Idle Torque: There s nothing like Northam
This year marks the 15th consecutive year of running the Northam Flying 50. Picture: Barry Bryant

_THE _last time I competed in the Northam Flying 50, my Volvo 1800S was overtaken by heavily modified MGBs and Triumph TRs - and I didn't care one bit.

The fun factor overtook everything, which was good because my car didn't actually overtake anything.

Unlike motorsport on dedicated racetracks, the tightness of Northam's closed-off streets changes everything.

The narrow road circuit, lined with concrete barriers instead of expansive run-off areas, tends to change the way you think about hot brakes.
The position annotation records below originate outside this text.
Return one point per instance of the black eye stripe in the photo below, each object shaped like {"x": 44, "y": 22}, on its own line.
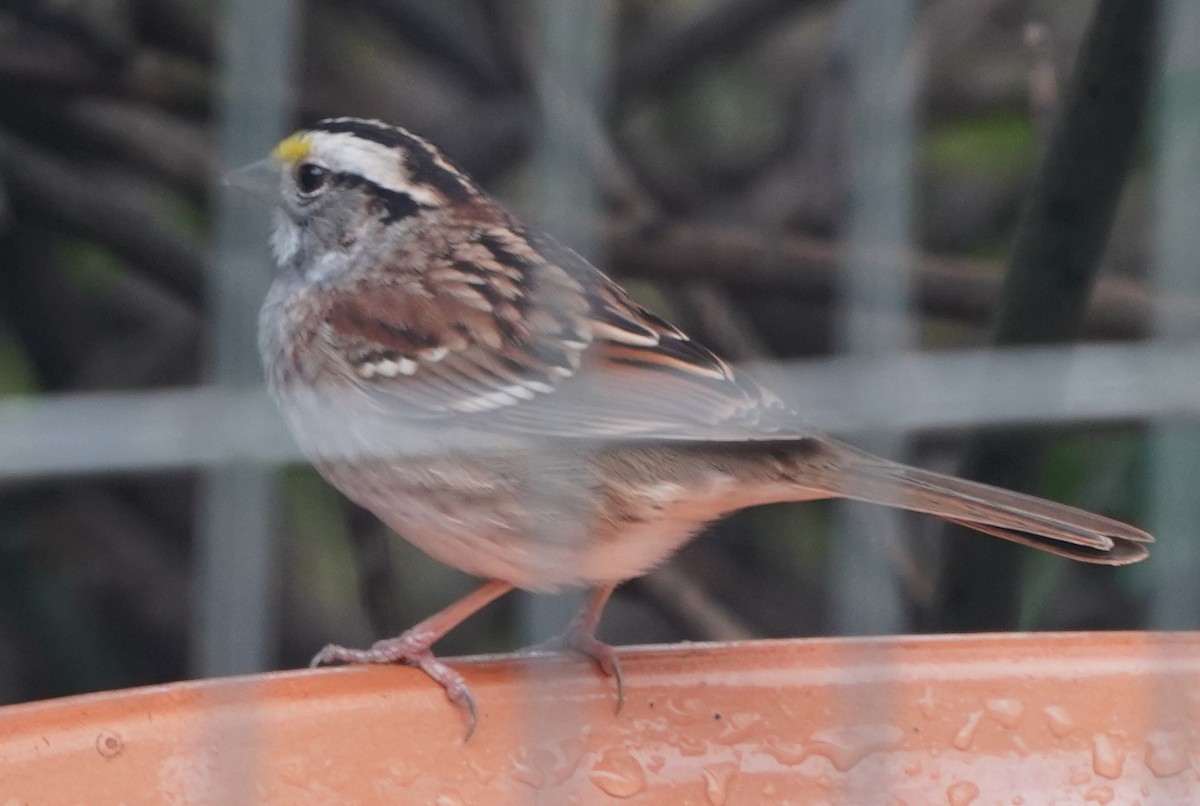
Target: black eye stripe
{"x": 421, "y": 157}
{"x": 396, "y": 204}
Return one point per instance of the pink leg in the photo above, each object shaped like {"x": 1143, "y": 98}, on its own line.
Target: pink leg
{"x": 413, "y": 647}
{"x": 581, "y": 636}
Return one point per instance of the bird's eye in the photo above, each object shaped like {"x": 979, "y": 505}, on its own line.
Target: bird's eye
{"x": 311, "y": 178}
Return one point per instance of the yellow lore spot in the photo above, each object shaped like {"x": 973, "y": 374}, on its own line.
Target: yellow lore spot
{"x": 292, "y": 149}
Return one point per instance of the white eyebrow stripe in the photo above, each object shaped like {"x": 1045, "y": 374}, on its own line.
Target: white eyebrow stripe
{"x": 381, "y": 164}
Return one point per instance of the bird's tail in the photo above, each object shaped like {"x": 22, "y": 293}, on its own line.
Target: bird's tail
{"x": 1026, "y": 519}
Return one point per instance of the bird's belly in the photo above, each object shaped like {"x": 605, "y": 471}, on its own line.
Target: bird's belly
{"x": 539, "y": 528}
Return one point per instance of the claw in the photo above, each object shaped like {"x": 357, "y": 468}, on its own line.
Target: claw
{"x": 413, "y": 648}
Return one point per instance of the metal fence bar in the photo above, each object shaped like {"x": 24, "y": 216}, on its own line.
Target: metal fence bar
{"x": 1176, "y": 447}
{"x": 868, "y": 596}
{"x": 234, "y": 631}
{"x": 124, "y": 432}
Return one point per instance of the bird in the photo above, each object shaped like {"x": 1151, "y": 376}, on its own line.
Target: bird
{"x": 513, "y": 411}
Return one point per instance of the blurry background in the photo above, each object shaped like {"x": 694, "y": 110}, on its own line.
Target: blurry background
{"x": 862, "y": 188}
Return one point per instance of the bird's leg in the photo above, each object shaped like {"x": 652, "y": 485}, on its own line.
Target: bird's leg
{"x": 581, "y": 636}
{"x": 413, "y": 647}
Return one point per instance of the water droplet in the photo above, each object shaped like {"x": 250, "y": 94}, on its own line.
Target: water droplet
{"x": 689, "y": 746}
{"x": 739, "y": 727}
{"x": 965, "y": 737}
{"x": 850, "y": 745}
{"x": 485, "y": 775}
{"x": 789, "y": 753}
{"x": 685, "y": 711}
{"x": 1059, "y": 720}
{"x": 1167, "y": 753}
{"x": 532, "y": 767}
{"x": 657, "y": 725}
{"x": 961, "y": 793}
{"x": 927, "y": 703}
{"x": 717, "y": 782}
{"x": 1006, "y": 710}
{"x": 109, "y": 744}
{"x": 1108, "y": 759}
{"x": 618, "y": 774}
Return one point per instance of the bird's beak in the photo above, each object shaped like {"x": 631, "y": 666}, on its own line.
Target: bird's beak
{"x": 259, "y": 178}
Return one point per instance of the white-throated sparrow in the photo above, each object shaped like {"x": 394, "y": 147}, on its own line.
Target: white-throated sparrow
{"x": 510, "y": 410}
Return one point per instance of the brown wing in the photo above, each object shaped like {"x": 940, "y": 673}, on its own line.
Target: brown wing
{"x": 523, "y": 335}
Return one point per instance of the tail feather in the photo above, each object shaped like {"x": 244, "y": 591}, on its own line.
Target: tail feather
{"x": 1026, "y": 519}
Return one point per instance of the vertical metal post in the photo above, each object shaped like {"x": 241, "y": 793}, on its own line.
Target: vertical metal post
{"x": 571, "y": 73}
{"x": 237, "y": 564}
{"x": 876, "y": 302}
{"x": 1175, "y": 560}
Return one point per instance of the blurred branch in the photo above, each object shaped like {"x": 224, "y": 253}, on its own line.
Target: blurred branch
{"x": 105, "y": 211}
{"x": 39, "y": 64}
{"x": 690, "y": 606}
{"x": 1056, "y": 257}
{"x": 955, "y": 288}
{"x": 660, "y": 59}
{"x": 441, "y": 32}
{"x": 166, "y": 148}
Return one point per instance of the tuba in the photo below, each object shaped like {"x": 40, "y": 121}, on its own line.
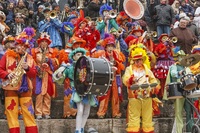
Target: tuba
{"x": 134, "y": 9}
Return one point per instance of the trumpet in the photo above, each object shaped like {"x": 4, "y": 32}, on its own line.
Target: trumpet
{"x": 151, "y": 34}
{"x": 99, "y": 19}
{"x": 53, "y": 14}
{"x": 66, "y": 28}
{"x": 173, "y": 39}
{"x": 112, "y": 13}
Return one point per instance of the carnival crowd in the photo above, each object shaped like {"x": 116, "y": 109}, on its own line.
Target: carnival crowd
{"x": 49, "y": 42}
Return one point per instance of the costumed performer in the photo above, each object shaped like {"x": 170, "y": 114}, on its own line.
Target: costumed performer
{"x": 140, "y": 100}
{"x": 82, "y": 103}
{"x": 46, "y": 60}
{"x": 17, "y": 68}
{"x": 175, "y": 73}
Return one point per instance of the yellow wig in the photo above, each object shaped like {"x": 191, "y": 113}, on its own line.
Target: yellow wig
{"x": 138, "y": 51}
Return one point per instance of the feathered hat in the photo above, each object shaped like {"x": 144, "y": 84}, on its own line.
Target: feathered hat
{"x": 137, "y": 45}
{"x": 2, "y": 14}
{"x": 122, "y": 16}
{"x": 77, "y": 50}
{"x": 21, "y": 40}
{"x": 137, "y": 28}
{"x": 44, "y": 37}
{"x": 163, "y": 37}
{"x": 104, "y": 7}
{"x": 195, "y": 49}
{"x": 67, "y": 27}
{"x": 139, "y": 53}
{"x": 29, "y": 31}
{"x": 80, "y": 20}
{"x": 73, "y": 19}
{"x": 75, "y": 39}
{"x": 8, "y": 38}
{"x": 129, "y": 38}
{"x": 108, "y": 39}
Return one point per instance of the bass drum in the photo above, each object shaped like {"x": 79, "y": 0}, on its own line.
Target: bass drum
{"x": 92, "y": 76}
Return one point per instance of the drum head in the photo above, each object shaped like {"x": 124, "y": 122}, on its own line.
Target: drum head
{"x": 134, "y": 87}
{"x": 82, "y": 75}
{"x": 190, "y": 86}
{"x": 175, "y": 97}
{"x": 144, "y": 86}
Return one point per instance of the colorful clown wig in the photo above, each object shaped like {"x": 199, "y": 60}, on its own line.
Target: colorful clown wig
{"x": 139, "y": 53}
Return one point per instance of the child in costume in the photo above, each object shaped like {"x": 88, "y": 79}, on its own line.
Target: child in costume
{"x": 86, "y": 30}
{"x": 68, "y": 111}
{"x": 140, "y": 100}
{"x": 18, "y": 86}
{"x": 3, "y": 27}
{"x": 195, "y": 69}
{"x": 52, "y": 27}
{"x": 46, "y": 60}
{"x": 106, "y": 22}
{"x": 174, "y": 75}
{"x": 114, "y": 93}
{"x": 164, "y": 54}
{"x": 82, "y": 103}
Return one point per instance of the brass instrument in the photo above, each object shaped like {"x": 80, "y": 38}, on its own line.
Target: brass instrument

Especially when the complex curves of my car's body and the less delicate curves of my own are both in play.

Of course, the events on the street circuit at the Northam Flying 50 are regularity events and not all-out racing, but untrained eyes wouldn't know the difference.

You, dear gentle reader, no doubt know your stuff given you've made it this far into the column.

So you'd know that the Northam Flying 50 is a re-enactment of the round-the-houses events of the 1930s, 40s and 50s, when they were indeed actual races.

Then, the closest they came to having barriers around the track were light posts at regular intervals, which is one aspect of round-the-houses racing that's not replicated these days.

So, what brought on all these reminiscences? Well, I was reminded that this year's Northam Flying 50, set to take place on April 6-7, will be the 15th consecutive time it's been run.

The Vintage Sports Car Club, which runs the event, said that as in previous years, the 2013 event would comprise a hillclimb and autokhana on Saturday followed by a full day of round-the-houses action on Sunday.

Watch this column for further details closer to the event.


The Jaguar D-Type that was bought new by four-time Australian Drivers' Champion Bib Stillwell is set to return to Australian motor racing after a 50-year absence.

Although a stronger name on the east coast, Stillwell did leave his mark on WA motorsport, having competed in the 1962 Australian Grand Prix at Caversham. Stillwell finished third in his Cooper Climax behind John Youl and Bruce McLaren, also in Cooper Climaxes.

According to the Victorian Historic Racing Register, the ex-Stillwell D-Type was recently bought by Brisbane-based collector Peter Harburg.

The VHRR said Harburg was set to bring the car to the Phillip Island Classic Festival of Motorsport on March 8-10.